Family Life, Parenting

Beating the Beginning of the Year Blues

September 9, 2019

“I advise against ‘sneaking out’ and encourage parents to be consistent in what they do before they leave … ”

Going back to school isn’t only stressful for you, it can also be a source of anxiety for your kids.

Summertime for kids living across Nola is quickly disappearing and store shelves that once held bathing suits and sunscreen are now filled with endless school supplies. While there is a lot of excitement around seeing old friends with the start of school, kids can also feel anxious about new teachers, a different grade level, or more demanding academics.

So whether parents are looking forward to a quieter household or dreading the back-to-school grind, there are ways to mentally and emotionally prepare kids for a smoother transition into the new academic year.

In the weeks leading up to the start of school, Dr. Charles Haydel Jr., a pediatrician with Hale Pediatrics, receives many phone calls from worried parents who have a child with sudden tummy aches. Dr. Haydel finds that these stomach issues tend to be mostly caused by anxiety related to school versus a serious medical problem.

“Across any age group, it’s really common that there is some excitement that goes along with getting back to school and seeing old friends again,” Dr. Haydel says. “But I think there is always some anxiety component no matter what level you are.”

Easing Nerves

Pediatrician Dr. Charles Haydel

Purchasing a new backpack and picking out school supplies can be an easy way for parents to stoke their child’s excitement about the start of school. Dr. Haydel recently did this with his oldest daughter, who is entering kindergarten at Sacred Heart.

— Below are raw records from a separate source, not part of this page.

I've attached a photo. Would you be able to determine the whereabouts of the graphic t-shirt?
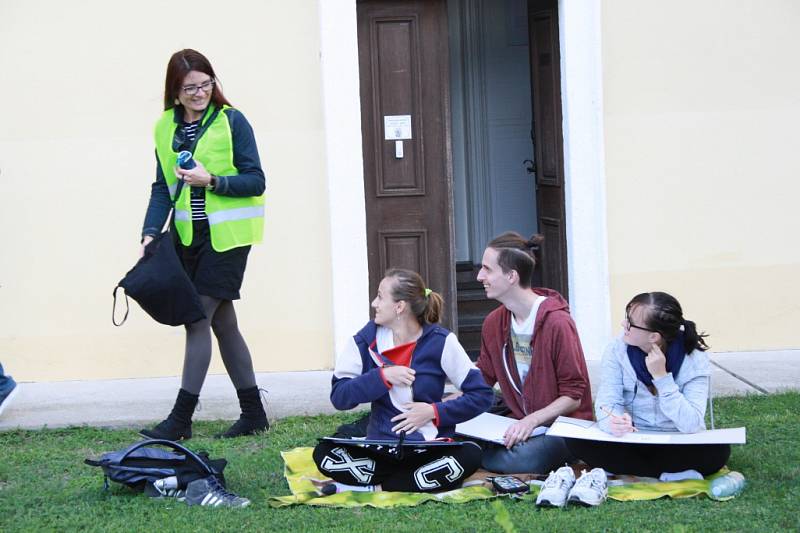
[511,296,545,383]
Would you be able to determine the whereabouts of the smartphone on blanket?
[492,476,531,494]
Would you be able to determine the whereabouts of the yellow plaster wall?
[0,0,333,380]
[602,0,800,351]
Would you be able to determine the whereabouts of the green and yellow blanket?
[269,448,727,508]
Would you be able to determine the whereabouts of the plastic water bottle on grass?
[711,472,747,500]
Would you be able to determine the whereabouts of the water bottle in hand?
[178,150,197,170]
[711,472,747,500]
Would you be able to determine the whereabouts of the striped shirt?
[183,120,208,220]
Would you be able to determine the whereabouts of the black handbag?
[111,107,220,326]
[111,220,206,326]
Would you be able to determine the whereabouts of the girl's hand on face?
[392,402,436,434]
[644,344,667,379]
[175,161,211,187]
[383,366,416,387]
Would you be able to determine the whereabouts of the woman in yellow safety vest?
[140,49,269,440]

“It also gives them a little responsibility,” he says.

Dr. Haydel also suggests getting back into a routine a week or two before school actually starts. Summer can mean a less strict schedule with relaxed bedtimes and sleeping in later. It’s good mental prep to have your child wake up at the time that they would for school, he says. However, the transition into these harder waking times can be made easier by setting the clock a little earlier each morning.

For kids beginning a new school, it’s important to make a few trips with them to see the campus and become comfortable with these unfamiliar surroundings. Even if they are unable to take a scheduled tour of the school, Dr. Haydel advises visiting the playground so that their child can make a positive connection. Parents should also take advantage of any orientation opportunities where their child can meet their teachers and see the classrooms. This can greatly dispel any of those back-to-school jitters.

Kids who have been in school longer and who are entering higher grade levels are less concerned about their teachers and more focused on viewing school as work.

“They are already prepared for what the classroom will be like. In general, I think they are sadder that the summer is ending and that school is not going to be fun,” Dr. Haydel says.

Parents can help to dissipate their child’s lack of enthusiasm by speaking with them about the aspects of school that are fun. This can be as simple as mentioning friends that they haven’t seen all summer to talking about sports that they might want to play.

Be Prepared

Parents can help make the summer-to-school transition easier by staying organized. If there are school forms that need to be signed or well visits that need to get done, it is important to schedule those ahead of time. Many kids need to be put back on ADHD medications or have their dosage changed because they took a break over the summer. Dr. Haydel’s office can get backed up during this busy time, which can end up putting more undue stress on parents.

Separation anxiety is one of the more common situations encountered when starting school, says Dr. Haydel. During the initial drop-offs, it is helpful for parents to spend extra time with their child, if possible.

“I advise against ‘sneaking out’ and encourage parents to be consistent in what they do before they leave (a kiss or a high five), so that their child can get used to the new routine and be comfortable knowing their parent is leaving, but will be back later,” Dr. Haydel says.

Saying farewell to summer and embarking on a new school year can be a challenging shift for families, but it is important for parents to remain calm as well. Dr. Haydel advises not to overcompensate by over preparing their child for school, which can only cause more anxiety. However, it is normal for parents to feel nervous about letting go and having someone else in charge of their child all day.

“We worry more than our parents did, but that is not always a bad thing,” he says.

Sarah Herndon is a freelance writer, mom, and frequent contributor to Nola Family.